With half of workers lacking access to workplace retirement plans, several
states are leading the charge to create their own individual retirement
accounts.

So-called universal voluntary retirement accounts (UVRAs) would be a low-cost
option to an IRA combining a state’s existing retirement system with
professional fund management. The buying power and influence wielded by a state
would help reduce costs and complexities that prevent many small businesses and
nonprofits from starting retirement plans.

The Economic Opportunity Institute, a nonprofit public-policy center in
Washington state and a member of the national Economic Analysis and Research
Network, is a proponent, describing the plans as critical for small-business
competitiveness. Workers would benefit from easy-to-manage payroll deductions, a
pre-selected menu of investment options, and a retirement plan that can move
from job to job.

According to the EOI, two out of three low-wage workers and one in four
high-wage workers lack access to a retirement plan in the U.S. In 2007, 80% of
private-sector workers in businesses with fewer than 25 employees didn’t
participate in a pension plan. Even in companies with 500 or more employees, 43%
lacked coverage.

In Rhode Island, a new commission will study the establishment of universal
voluntary retirement accounts.

Nearly half of Rhode Island’s retirees have only Social Security, says Xay
Khamsyvoravong, deputy chief of staff for Rhode Island treasurer Frank Caprio. A
similar share of employers don’t offer retirement benefits to full-time
employees, and just 19% extend plans to part-time workers.

“The retirement crisis in Rhode Island is real, and the taxpayers are the
ones who ultimately pay to provide social programs and services…to those
unprepared to burden these enormous expenses on their own,” he says. “There’s a
large portion, almost a majority, of the population that the financial industry
has not successfully been able to reach.”

The state would select an investment manager to design, market, and
administer the plan through bidding. Firms that could benefit include Fidelity
Investments, Barclay, State Street, OppenheimerFunds, and TIAA-CREF.

Employers would be required to offer the program to their employees, but they
would bear no cost.
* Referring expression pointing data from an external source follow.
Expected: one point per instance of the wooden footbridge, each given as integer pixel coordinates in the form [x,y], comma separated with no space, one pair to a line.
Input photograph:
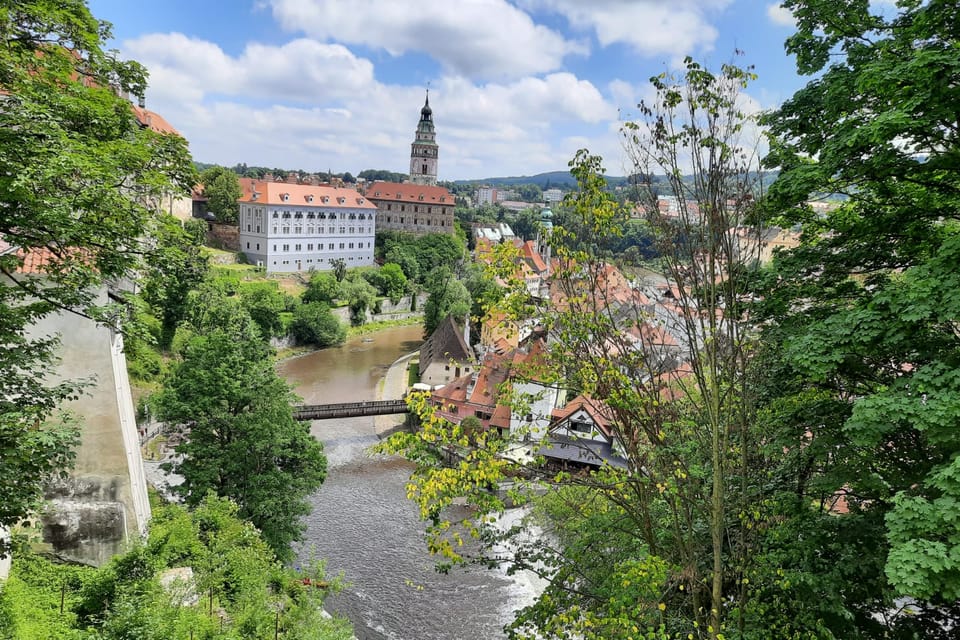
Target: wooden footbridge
[349,409]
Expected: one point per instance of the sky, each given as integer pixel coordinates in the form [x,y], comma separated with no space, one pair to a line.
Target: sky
[516,86]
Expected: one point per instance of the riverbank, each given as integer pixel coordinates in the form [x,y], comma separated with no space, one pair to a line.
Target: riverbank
[393,386]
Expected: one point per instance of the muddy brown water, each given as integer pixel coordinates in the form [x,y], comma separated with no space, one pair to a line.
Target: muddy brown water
[364,526]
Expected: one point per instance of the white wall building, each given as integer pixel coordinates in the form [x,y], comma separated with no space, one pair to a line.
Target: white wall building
[295,227]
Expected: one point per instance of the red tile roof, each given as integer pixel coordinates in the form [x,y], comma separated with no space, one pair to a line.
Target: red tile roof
[530,253]
[409,192]
[597,409]
[305,195]
[153,120]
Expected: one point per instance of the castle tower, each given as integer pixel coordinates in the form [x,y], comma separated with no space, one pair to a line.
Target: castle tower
[424,150]
[543,236]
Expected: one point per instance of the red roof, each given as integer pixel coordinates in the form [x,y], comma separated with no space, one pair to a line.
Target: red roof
[598,410]
[530,253]
[409,192]
[304,195]
[153,120]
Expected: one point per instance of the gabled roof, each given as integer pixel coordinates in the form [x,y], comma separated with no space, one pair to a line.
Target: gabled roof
[599,412]
[530,253]
[303,195]
[445,344]
[153,120]
[33,261]
[409,192]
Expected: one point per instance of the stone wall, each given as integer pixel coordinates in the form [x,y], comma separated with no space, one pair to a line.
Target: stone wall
[223,236]
[102,505]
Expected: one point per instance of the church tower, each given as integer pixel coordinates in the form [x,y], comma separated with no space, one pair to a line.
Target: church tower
[424,151]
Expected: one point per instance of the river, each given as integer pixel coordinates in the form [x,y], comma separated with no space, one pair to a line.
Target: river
[365,527]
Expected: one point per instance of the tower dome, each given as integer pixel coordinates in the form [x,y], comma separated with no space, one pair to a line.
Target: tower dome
[424,152]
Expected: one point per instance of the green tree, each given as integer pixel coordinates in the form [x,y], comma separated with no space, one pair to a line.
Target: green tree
[232,590]
[526,224]
[861,311]
[242,440]
[447,297]
[406,260]
[435,250]
[339,268]
[389,281]
[322,287]
[314,323]
[659,545]
[77,176]
[360,296]
[221,188]
[173,270]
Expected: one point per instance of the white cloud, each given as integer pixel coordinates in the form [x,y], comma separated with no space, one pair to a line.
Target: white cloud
[316,106]
[302,69]
[780,15]
[651,27]
[478,39]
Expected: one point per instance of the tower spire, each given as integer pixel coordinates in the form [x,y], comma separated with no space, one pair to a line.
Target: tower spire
[424,152]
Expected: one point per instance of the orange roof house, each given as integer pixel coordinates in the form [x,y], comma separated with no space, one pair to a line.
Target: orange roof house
[413,208]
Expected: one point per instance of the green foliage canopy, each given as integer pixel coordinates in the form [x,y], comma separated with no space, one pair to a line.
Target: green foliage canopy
[79,178]
[242,440]
[864,309]
[221,188]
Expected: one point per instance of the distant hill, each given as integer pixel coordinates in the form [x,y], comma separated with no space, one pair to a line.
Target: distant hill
[565,179]
[542,180]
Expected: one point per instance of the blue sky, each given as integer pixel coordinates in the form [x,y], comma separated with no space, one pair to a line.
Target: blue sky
[516,86]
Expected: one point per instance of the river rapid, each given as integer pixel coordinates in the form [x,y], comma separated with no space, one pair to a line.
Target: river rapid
[364,526]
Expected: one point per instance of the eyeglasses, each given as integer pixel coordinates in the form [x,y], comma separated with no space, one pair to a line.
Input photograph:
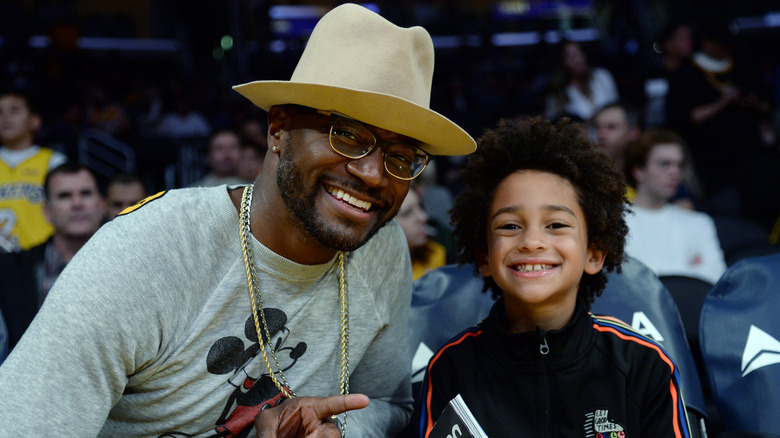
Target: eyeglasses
[352,139]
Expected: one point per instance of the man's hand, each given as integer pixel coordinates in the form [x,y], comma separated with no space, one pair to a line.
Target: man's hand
[306,417]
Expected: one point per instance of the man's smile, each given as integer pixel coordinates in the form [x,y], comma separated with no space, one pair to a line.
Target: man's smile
[349,199]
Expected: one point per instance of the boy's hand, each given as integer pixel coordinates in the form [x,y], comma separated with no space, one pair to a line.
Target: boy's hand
[306,417]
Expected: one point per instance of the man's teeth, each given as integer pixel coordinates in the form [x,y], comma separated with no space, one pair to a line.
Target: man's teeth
[530,268]
[351,200]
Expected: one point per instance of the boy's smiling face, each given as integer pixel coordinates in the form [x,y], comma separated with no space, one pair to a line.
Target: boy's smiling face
[537,249]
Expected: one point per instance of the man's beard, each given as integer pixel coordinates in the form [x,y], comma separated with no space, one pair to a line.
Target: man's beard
[301,203]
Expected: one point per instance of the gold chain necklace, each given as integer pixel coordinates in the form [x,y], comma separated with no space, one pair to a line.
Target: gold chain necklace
[257,309]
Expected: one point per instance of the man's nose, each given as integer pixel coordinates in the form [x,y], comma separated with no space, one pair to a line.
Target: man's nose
[370,169]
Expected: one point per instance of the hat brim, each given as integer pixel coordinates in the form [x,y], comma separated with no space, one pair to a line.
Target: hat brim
[439,135]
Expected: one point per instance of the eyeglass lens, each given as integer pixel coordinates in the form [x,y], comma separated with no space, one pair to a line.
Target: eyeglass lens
[354,140]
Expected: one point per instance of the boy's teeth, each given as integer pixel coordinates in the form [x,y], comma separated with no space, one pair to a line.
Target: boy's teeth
[529,268]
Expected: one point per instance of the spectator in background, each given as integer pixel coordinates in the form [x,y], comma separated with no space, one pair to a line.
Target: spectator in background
[617,125]
[104,114]
[23,168]
[183,121]
[426,253]
[251,163]
[669,239]
[716,104]
[576,87]
[675,45]
[3,339]
[124,190]
[76,210]
[224,156]
[253,130]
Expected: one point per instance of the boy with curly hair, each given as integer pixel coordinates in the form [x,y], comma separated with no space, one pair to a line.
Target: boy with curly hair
[541,218]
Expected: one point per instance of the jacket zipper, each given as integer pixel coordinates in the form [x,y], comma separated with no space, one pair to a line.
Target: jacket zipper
[544,350]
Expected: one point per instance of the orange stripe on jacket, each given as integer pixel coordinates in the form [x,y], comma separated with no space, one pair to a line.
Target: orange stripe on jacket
[664,357]
[435,357]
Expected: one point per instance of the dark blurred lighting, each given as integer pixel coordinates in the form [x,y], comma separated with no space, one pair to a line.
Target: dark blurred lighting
[102,43]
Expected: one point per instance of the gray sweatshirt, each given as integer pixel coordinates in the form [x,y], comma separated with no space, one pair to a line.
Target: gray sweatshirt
[148,331]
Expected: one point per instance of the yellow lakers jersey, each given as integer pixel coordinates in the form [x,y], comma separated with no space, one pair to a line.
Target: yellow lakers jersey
[22,221]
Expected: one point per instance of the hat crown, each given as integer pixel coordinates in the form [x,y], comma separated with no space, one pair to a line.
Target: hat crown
[352,47]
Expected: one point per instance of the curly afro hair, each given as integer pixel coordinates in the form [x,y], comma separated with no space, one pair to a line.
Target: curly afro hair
[560,148]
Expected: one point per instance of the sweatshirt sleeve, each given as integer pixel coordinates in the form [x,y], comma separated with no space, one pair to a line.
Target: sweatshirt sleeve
[384,372]
[74,360]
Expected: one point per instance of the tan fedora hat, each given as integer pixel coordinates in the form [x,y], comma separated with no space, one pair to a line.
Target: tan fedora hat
[360,65]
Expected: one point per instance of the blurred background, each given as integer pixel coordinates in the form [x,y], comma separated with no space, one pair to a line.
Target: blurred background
[104,74]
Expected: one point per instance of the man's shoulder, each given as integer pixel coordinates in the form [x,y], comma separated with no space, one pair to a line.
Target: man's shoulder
[189,210]
[389,238]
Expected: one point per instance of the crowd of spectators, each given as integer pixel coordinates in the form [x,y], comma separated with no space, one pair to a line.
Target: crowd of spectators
[716,89]
[165,108]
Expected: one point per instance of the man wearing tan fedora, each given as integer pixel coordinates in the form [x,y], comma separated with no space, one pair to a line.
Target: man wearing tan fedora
[198,309]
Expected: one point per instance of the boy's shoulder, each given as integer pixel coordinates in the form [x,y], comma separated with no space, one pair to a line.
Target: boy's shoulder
[626,345]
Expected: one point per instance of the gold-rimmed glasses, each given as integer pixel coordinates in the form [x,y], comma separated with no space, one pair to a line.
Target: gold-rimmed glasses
[352,139]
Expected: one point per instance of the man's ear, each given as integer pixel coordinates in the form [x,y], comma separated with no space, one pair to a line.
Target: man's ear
[277,120]
[595,261]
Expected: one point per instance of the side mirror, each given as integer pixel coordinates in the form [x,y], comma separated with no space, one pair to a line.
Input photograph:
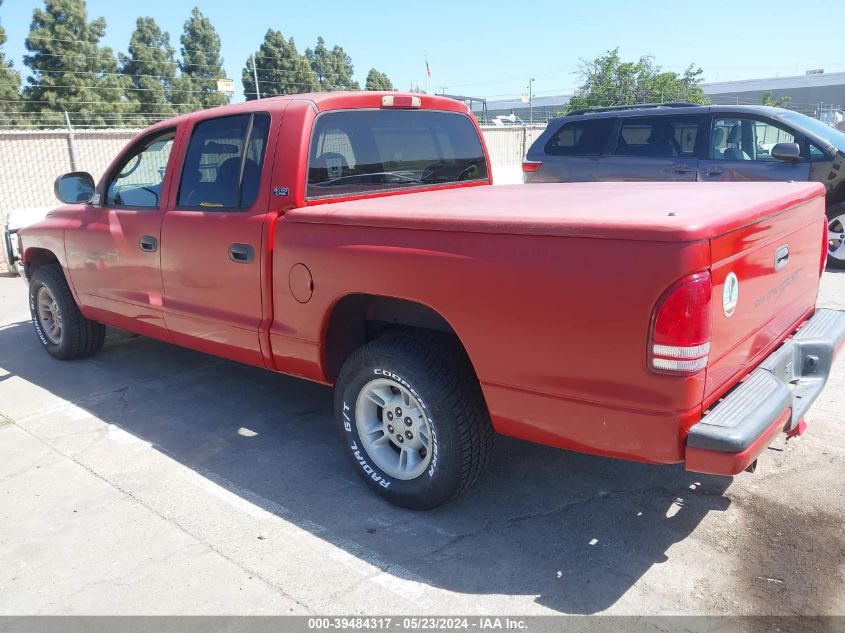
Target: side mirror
[77,187]
[786,151]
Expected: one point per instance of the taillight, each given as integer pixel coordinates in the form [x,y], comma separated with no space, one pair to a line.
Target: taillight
[680,335]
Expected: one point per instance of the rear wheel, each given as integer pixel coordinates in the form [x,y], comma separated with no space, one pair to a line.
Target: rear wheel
[62,329]
[836,236]
[413,419]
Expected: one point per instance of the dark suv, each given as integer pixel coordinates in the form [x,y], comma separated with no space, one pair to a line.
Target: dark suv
[689,142]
Participation itself would be voluntary.

Several states—including California, Connecticut, Maryland, Massachusetts,
Michigan, Virginia, Washington, and West Virginia—are also
considering
creating universal voluntary retirement accounts.

“We are not looking to have states be a major player in the
financial-services sector, but rather to be that incubator to get people started
and off the ground,” says Gary Burris, EOI’s senior policy associate. “Each
state is going to decide for itself exactly how they manage it.”

“Many small businesses are just too small to get a 401(k),” he says. “There
is just too much cost associated with them.”

Although no state has yet to adopt a universal voluntary retirement account,
there has been some advancement, Burris says. That progress is all the more
heartening given that most state legislatures were narrowly focused on budget
issues for much of the past year.

EOI is urging the federal government to spend upwards of $15 million to help
states advance the plans. Burris says federal investment would help cover
start-up costs and, perhaps, create the momentum needed to bring additional
states on board with universal voluntary retirement accounts.

 

Joe Mont is a reporter for TheStreet.com.